Posted by: Kenji Hall on June 17, 2009
In late January, Sony’s CEO Howard Stringer suggested that he was considering outsourcing flat-panel TVs. Not all, mind you, but just enough that the TV division, which accounts for 10% of the company’s overall revenues, might staunch its losses.
But how far Stringer would go was unclear. In May Sony said it would shut one of two TV factories in Mexico. It had already announced plans to close two others, in Pittsburgh, Pennsylvania and Ichinomiya, in Japan. (Sony has plants in farflung regions—from Japan to Mexico to Slovakia.)
Now Macquarie Securities’ analyst David Gibson has done some digging and come up with an estimate: Sony could outsource up to half of its LCD TVs, from 10% to 20% last fiscal year through March. That’s a big step away from Sony’s traditional obsession with manufacturing the products it sells. Since Stringer took over in mid-2005, Sony has been selling off plants and other unprofitable businesses, such as semiconductor plants and retail outlets. But it had been reluctant to rely on contract manufacturers for TVs because of flat-panel sets are vital to its brand image with consumers.

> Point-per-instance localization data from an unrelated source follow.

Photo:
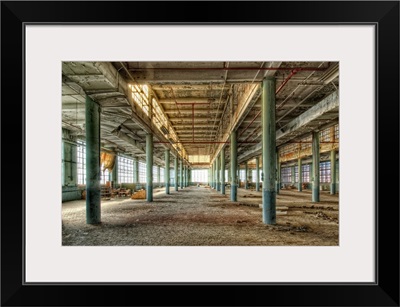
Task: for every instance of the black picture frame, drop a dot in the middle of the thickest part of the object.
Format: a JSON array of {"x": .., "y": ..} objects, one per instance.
[{"x": 383, "y": 14}]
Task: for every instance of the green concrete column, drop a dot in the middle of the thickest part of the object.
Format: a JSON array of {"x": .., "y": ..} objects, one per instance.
[
  {"x": 93, "y": 189},
  {"x": 114, "y": 173},
  {"x": 217, "y": 170},
  {"x": 238, "y": 174},
  {"x": 258, "y": 174},
  {"x": 229, "y": 173},
  {"x": 278, "y": 173},
  {"x": 181, "y": 173},
  {"x": 149, "y": 167},
  {"x": 70, "y": 164},
  {"x": 176, "y": 173},
  {"x": 300, "y": 168},
  {"x": 293, "y": 175},
  {"x": 166, "y": 172},
  {"x": 223, "y": 170},
  {"x": 268, "y": 150},
  {"x": 333, "y": 172},
  {"x": 233, "y": 159},
  {"x": 212, "y": 175},
  {"x": 185, "y": 182},
  {"x": 315, "y": 166},
  {"x": 246, "y": 174},
  {"x": 136, "y": 170}
]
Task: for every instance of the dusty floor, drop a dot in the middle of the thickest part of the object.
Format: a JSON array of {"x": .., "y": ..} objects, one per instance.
[{"x": 200, "y": 216}]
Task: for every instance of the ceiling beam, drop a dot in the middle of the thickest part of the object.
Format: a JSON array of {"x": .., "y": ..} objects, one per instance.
[{"x": 328, "y": 104}]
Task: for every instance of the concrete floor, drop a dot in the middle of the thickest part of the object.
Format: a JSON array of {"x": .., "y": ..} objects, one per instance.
[{"x": 200, "y": 216}]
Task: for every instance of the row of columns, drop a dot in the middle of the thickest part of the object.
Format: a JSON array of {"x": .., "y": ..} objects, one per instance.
[
  {"x": 269, "y": 157},
  {"x": 93, "y": 190}
]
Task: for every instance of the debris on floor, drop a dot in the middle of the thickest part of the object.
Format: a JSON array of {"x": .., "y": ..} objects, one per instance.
[{"x": 141, "y": 194}]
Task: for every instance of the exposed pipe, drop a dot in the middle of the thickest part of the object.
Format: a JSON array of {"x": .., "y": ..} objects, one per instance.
[
  {"x": 276, "y": 92},
  {"x": 206, "y": 142},
  {"x": 76, "y": 127},
  {"x": 294, "y": 71},
  {"x": 227, "y": 68},
  {"x": 193, "y": 120}
]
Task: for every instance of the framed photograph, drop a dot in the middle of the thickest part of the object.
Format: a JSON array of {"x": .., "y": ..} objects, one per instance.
[{"x": 41, "y": 262}]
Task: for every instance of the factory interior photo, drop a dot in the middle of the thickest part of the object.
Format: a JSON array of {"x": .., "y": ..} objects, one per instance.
[{"x": 200, "y": 153}]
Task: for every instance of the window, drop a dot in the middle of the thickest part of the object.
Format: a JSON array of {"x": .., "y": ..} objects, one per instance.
[
  {"x": 162, "y": 178},
  {"x": 306, "y": 143},
  {"x": 155, "y": 173},
  {"x": 325, "y": 171},
  {"x": 305, "y": 173},
  {"x": 199, "y": 175},
  {"x": 254, "y": 175},
  {"x": 81, "y": 162},
  {"x": 336, "y": 132},
  {"x": 142, "y": 172},
  {"x": 242, "y": 175},
  {"x": 325, "y": 135},
  {"x": 286, "y": 174},
  {"x": 104, "y": 176},
  {"x": 125, "y": 169}
]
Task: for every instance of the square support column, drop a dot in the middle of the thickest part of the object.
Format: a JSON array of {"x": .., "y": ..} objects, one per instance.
[
  {"x": 278, "y": 172},
  {"x": 223, "y": 170},
  {"x": 181, "y": 174},
  {"x": 300, "y": 171},
  {"x": 315, "y": 166},
  {"x": 233, "y": 159},
  {"x": 217, "y": 173},
  {"x": 246, "y": 175},
  {"x": 333, "y": 172},
  {"x": 149, "y": 167},
  {"x": 176, "y": 173},
  {"x": 93, "y": 189},
  {"x": 258, "y": 174},
  {"x": 114, "y": 173},
  {"x": 269, "y": 150},
  {"x": 166, "y": 172}
]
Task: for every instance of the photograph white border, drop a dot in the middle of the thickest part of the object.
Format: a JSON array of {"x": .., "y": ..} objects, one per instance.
[{"x": 47, "y": 46}]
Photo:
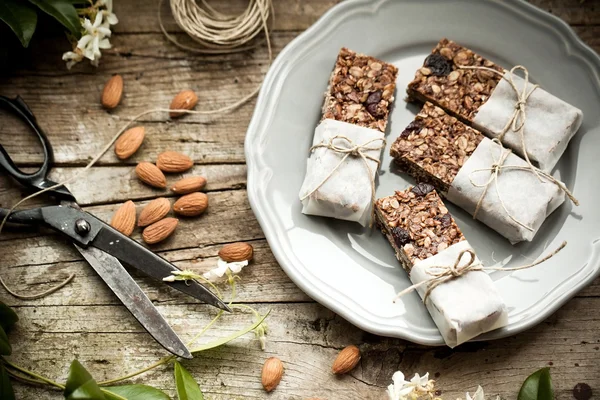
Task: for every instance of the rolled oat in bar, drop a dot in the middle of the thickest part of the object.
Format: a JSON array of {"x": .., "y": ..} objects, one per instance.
[
  {"x": 487, "y": 101},
  {"x": 339, "y": 182},
  {"x": 426, "y": 238},
  {"x": 458, "y": 160}
]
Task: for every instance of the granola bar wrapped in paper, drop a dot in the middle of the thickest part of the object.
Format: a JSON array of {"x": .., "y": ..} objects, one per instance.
[
  {"x": 516, "y": 201},
  {"x": 427, "y": 240},
  {"x": 480, "y": 94},
  {"x": 347, "y": 144},
  {"x": 339, "y": 184},
  {"x": 478, "y": 174}
]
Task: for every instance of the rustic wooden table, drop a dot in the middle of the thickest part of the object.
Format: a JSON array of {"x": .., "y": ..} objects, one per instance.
[{"x": 86, "y": 321}]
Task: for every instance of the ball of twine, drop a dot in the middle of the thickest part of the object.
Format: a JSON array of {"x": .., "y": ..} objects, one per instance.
[{"x": 218, "y": 33}]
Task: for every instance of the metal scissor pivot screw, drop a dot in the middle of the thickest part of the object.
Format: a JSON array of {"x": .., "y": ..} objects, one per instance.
[{"x": 82, "y": 227}]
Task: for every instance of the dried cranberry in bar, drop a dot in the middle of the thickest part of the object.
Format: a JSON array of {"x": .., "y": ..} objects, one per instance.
[
  {"x": 417, "y": 224},
  {"x": 486, "y": 100},
  {"x": 361, "y": 90},
  {"x": 458, "y": 160},
  {"x": 356, "y": 110},
  {"x": 425, "y": 239}
]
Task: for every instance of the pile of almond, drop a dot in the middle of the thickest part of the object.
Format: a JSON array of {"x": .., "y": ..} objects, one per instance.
[
  {"x": 345, "y": 362},
  {"x": 153, "y": 217}
]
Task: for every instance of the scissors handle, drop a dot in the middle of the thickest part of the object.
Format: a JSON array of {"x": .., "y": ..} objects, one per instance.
[{"x": 36, "y": 180}]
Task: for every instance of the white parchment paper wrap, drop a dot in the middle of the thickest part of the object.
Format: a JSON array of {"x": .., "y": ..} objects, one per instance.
[
  {"x": 347, "y": 193},
  {"x": 527, "y": 199},
  {"x": 464, "y": 307},
  {"x": 550, "y": 123}
]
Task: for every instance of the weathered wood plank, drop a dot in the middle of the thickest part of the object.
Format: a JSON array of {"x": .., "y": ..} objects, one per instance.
[
  {"x": 307, "y": 337},
  {"x": 79, "y": 128},
  {"x": 262, "y": 281},
  {"x": 120, "y": 183}
]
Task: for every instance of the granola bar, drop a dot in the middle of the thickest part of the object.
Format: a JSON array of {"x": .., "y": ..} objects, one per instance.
[
  {"x": 435, "y": 146},
  {"x": 417, "y": 224},
  {"x": 360, "y": 91},
  {"x": 426, "y": 240},
  {"x": 486, "y": 100},
  {"x": 357, "y": 104},
  {"x": 458, "y": 91},
  {"x": 458, "y": 161}
]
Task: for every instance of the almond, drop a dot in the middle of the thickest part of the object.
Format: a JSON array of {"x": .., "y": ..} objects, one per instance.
[
  {"x": 112, "y": 92},
  {"x": 189, "y": 185},
  {"x": 185, "y": 100},
  {"x": 272, "y": 373},
  {"x": 172, "y": 161},
  {"x": 129, "y": 142},
  {"x": 239, "y": 251},
  {"x": 191, "y": 204},
  {"x": 124, "y": 218},
  {"x": 160, "y": 230},
  {"x": 151, "y": 175},
  {"x": 154, "y": 211},
  {"x": 346, "y": 360}
]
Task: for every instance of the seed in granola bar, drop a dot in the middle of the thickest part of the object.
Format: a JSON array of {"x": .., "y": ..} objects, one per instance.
[
  {"x": 422, "y": 189},
  {"x": 438, "y": 65},
  {"x": 374, "y": 98},
  {"x": 374, "y": 110},
  {"x": 414, "y": 127},
  {"x": 401, "y": 236},
  {"x": 445, "y": 219}
]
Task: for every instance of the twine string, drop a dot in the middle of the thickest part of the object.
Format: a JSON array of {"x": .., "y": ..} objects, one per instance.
[
  {"x": 496, "y": 168},
  {"x": 218, "y": 34},
  {"x": 442, "y": 274},
  {"x": 516, "y": 122},
  {"x": 354, "y": 150}
]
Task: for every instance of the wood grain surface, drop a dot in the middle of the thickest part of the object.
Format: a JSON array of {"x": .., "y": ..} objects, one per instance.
[{"x": 86, "y": 321}]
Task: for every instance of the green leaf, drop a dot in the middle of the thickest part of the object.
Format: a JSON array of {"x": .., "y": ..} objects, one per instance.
[
  {"x": 187, "y": 388},
  {"x": 6, "y": 392},
  {"x": 538, "y": 386},
  {"x": 63, "y": 11},
  {"x": 134, "y": 392},
  {"x": 220, "y": 342},
  {"x": 5, "y": 347},
  {"x": 81, "y": 385},
  {"x": 20, "y": 17},
  {"x": 7, "y": 316}
]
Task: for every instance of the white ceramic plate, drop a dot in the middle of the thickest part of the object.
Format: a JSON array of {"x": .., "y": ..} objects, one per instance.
[{"x": 352, "y": 270}]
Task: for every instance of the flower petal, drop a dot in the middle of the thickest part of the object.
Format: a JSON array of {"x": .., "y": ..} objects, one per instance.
[
  {"x": 98, "y": 20},
  {"x": 83, "y": 42},
  {"x": 105, "y": 44}
]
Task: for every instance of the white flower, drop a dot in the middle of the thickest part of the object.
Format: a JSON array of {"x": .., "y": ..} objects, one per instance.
[
  {"x": 478, "y": 395},
  {"x": 222, "y": 268},
  {"x": 73, "y": 57},
  {"x": 95, "y": 36},
  {"x": 402, "y": 389},
  {"x": 110, "y": 17}
]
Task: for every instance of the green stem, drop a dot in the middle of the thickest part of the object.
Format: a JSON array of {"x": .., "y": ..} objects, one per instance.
[
  {"x": 205, "y": 328},
  {"x": 24, "y": 378},
  {"x": 141, "y": 371},
  {"x": 33, "y": 374}
]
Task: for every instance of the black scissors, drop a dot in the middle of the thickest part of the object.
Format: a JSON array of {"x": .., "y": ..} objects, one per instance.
[{"x": 100, "y": 244}]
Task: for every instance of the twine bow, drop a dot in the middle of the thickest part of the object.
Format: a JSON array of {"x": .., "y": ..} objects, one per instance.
[
  {"x": 496, "y": 168},
  {"x": 442, "y": 274},
  {"x": 516, "y": 122},
  {"x": 354, "y": 150}
]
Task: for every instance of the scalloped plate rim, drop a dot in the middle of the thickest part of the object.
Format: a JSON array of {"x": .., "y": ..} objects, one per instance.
[{"x": 259, "y": 173}]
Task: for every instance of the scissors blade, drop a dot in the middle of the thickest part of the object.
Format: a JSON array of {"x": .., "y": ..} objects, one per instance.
[
  {"x": 136, "y": 255},
  {"x": 136, "y": 301}
]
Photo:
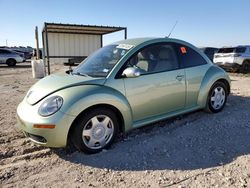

In a report published yesterday, Gibson predicted that Taiwanese contract manufacturer Wistron would be the biggest beneficiary of Sony’s outsourcing business. Would Sony consider outsourcing all of its TVs?
We do not believe the company will adopt a 100% outsourced assembly given the investment in Slovakia and the need for some local production to minimise taxes in some emerging markets.
This fiscal year through March 2010 Sony could ship nearly 16 million liquid-crystal-display TVs globally, Gibson predicts; the figure could go up to 18.8 million next fiscal year. Sony will probably focus on making the big-screen TVs with all the bells and whistles a gadget lover would desire. The LCD panels inside will still mainly come from S-LCD, Sony’s panel-making joint venture with rival Samsung Electronics. The two recently announced that they were running a second production line there.
Outsourcing should help Sony’s TV business, but Gibson doesn’t think it will solve everything. He figures that though last year’s $1.32 billion loss from TVs could shrink this year, it won’t disappear entirely: this year’s loss is likely to be $580 million.